1. Pick the right MPI stack
- Open MPI 5.0: General-purpose clusters, GPUs, UCX transports.
- MPICH 4.2: NEC/Cray builds, applications targeting MPI-4.
- HPE MPT / Intel MPI: HPE Cray EX, Slingshot fabrics, oneAPI toolchains.
Update modules monthly; mismatched UCX/libfabric pairs are a top culprit for hangs.
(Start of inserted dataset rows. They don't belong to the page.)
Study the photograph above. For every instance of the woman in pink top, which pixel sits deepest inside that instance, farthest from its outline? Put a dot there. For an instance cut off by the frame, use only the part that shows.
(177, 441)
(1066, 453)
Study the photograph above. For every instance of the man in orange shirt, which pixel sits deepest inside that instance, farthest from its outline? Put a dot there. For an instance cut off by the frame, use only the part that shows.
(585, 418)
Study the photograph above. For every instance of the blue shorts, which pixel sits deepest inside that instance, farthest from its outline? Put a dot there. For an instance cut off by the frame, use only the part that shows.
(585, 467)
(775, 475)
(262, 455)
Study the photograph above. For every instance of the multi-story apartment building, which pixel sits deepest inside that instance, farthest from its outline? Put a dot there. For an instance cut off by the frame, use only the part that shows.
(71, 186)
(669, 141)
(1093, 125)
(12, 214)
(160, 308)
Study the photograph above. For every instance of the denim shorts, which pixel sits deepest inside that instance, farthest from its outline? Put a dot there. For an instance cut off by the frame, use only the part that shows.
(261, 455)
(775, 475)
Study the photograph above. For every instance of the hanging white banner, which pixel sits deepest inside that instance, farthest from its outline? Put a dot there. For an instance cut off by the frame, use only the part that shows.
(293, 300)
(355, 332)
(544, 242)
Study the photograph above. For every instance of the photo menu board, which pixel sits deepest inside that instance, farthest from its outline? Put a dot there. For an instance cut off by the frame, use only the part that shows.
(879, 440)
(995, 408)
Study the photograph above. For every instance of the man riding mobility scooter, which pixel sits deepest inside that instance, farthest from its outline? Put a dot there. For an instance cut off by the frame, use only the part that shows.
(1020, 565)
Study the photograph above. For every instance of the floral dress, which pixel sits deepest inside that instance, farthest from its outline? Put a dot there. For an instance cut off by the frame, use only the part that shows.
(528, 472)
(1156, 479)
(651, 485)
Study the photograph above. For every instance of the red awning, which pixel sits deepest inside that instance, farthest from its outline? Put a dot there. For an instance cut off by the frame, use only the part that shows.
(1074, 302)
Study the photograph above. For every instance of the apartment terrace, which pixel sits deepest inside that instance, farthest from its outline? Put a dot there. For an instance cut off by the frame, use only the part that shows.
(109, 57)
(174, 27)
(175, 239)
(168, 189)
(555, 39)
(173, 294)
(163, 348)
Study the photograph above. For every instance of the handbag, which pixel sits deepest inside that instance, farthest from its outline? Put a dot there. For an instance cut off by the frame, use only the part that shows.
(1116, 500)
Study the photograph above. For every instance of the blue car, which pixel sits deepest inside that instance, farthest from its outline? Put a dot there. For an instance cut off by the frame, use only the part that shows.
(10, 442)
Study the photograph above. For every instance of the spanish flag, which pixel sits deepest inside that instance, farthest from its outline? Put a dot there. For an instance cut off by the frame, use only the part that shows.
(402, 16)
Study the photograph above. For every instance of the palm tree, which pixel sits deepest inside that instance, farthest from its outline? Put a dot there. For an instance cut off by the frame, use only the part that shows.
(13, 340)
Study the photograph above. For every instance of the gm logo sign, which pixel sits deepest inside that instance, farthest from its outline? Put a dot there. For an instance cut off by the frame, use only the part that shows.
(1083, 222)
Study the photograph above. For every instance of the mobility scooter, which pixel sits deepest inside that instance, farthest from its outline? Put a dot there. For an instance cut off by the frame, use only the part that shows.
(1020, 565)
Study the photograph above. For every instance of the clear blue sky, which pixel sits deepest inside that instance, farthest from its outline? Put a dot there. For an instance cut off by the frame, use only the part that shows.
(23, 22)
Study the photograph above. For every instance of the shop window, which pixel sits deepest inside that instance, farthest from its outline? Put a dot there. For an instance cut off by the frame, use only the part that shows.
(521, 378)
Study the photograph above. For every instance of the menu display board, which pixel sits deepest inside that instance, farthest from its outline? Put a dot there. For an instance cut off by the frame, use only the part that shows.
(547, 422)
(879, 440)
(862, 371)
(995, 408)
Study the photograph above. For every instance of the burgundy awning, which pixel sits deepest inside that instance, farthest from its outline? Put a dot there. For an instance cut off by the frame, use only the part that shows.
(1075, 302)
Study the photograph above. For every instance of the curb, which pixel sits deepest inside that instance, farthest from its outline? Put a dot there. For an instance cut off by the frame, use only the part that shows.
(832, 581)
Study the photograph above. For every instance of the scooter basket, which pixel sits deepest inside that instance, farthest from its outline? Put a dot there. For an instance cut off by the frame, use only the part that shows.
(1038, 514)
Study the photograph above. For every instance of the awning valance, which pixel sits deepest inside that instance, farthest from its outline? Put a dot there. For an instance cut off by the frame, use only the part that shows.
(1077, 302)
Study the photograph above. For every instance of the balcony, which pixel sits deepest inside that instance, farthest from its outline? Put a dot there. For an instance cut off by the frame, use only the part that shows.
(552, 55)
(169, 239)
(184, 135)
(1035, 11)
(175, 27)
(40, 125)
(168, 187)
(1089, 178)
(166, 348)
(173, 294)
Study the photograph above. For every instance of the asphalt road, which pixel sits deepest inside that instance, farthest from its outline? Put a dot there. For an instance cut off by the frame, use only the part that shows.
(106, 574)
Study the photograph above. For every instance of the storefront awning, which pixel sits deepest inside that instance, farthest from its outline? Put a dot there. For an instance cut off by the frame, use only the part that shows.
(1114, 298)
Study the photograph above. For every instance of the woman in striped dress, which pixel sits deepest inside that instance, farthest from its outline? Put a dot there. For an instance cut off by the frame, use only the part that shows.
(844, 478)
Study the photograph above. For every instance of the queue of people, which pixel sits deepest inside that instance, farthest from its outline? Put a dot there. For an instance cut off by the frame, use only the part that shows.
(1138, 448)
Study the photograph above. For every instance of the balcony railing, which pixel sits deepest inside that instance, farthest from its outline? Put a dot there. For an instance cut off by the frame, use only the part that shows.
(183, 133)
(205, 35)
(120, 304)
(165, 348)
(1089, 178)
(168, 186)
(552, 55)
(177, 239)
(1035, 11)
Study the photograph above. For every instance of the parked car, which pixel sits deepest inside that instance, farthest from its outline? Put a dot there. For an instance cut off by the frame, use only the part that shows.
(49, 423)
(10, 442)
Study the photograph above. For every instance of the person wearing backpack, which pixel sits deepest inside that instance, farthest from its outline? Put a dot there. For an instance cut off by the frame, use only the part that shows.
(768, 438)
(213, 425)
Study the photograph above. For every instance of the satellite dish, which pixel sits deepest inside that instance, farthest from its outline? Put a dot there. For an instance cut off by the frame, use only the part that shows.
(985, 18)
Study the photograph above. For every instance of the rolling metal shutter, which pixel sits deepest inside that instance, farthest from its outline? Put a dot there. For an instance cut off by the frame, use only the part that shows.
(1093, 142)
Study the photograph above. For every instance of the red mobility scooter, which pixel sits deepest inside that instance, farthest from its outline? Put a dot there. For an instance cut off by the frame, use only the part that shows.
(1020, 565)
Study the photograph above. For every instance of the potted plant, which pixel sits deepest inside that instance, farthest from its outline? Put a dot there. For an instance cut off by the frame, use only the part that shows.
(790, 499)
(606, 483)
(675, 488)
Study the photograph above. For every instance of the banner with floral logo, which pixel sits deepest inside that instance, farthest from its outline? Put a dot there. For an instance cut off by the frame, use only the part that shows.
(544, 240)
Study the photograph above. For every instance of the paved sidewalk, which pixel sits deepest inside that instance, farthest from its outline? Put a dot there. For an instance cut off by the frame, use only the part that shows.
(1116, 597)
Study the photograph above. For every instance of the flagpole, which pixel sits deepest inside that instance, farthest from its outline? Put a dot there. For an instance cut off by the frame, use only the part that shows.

2. Multi-NIC and fabric tuning
export UCX_TLS=rc,ud,sm,self
export UCX_NET_DEVICES=mlx5_0:1,mlx5_2:1
export MPIR_CVAR_CH4_OFI_ENABLE_ATOMICS=1
export NCCL_COLLNET_ENABLE=1
Bind ranks to NICs using UCX_NET_DEVICES. Enable SHARPv3 or UCC for collective offload.
3. Launch templates
Slurm + Open MPI
#!/bin/bash
#SBATCH --job-name=mpi-sim
#SBATCH --nodes=256
#SBATCH --ntasks-per-node=8
#SBATCH --time=03:00:00
module load openmpi/5.0
srun --cpu-bind=cores --kill-on-bad-exit=1 \
mpirun --map-by ppr:8:node --mca btl ^tcp \
./solver --config configs/frontier.json
Use --kill-on-bad-exit so Slurm cleans up hung tasks; --map-by ensures even distribution across sockets.
Flux/Balsam orchestration
flux run -n 2048 -g 2048 \
--env UCX_TLS=rc_x,sm \
--setattr=system.cwd=/lustre/project/run42 \
./solver.py --input case42.yaml
4. Debug + profiling workflow
- Quick triage:
scontrol show job,sacct,seff. - Network focus:
ibstat,slingshot-adm,ethtool -S. - Profilers: Nsight Systems, Omnitrace/ROC Profiler, Arm MAP.
- Replay: capture module lists + git commits via Spack environments or containers.
5. Handling failures at scale
- Staggered launches to avoid metadata storms.
- Coordinator pattern that publishes job status to Redis/etcd for dashboards.
- Checkpointing via ULFM or application-level checkpoints staged to burst buffers.
6. Compliance & reproducibility
- Wrap apps in Apptainer/OCI images signed via Cosign.
- Record
MPI_VERSION, module list, and git SHA in job output.
References
- Open MPI 5.0 release notes.
- Argonne’s ReFrame/Flux tutorials from SC24.
- MLPerf HPC submissions detailing launch parameters on Frontier, Aurora, Eagle.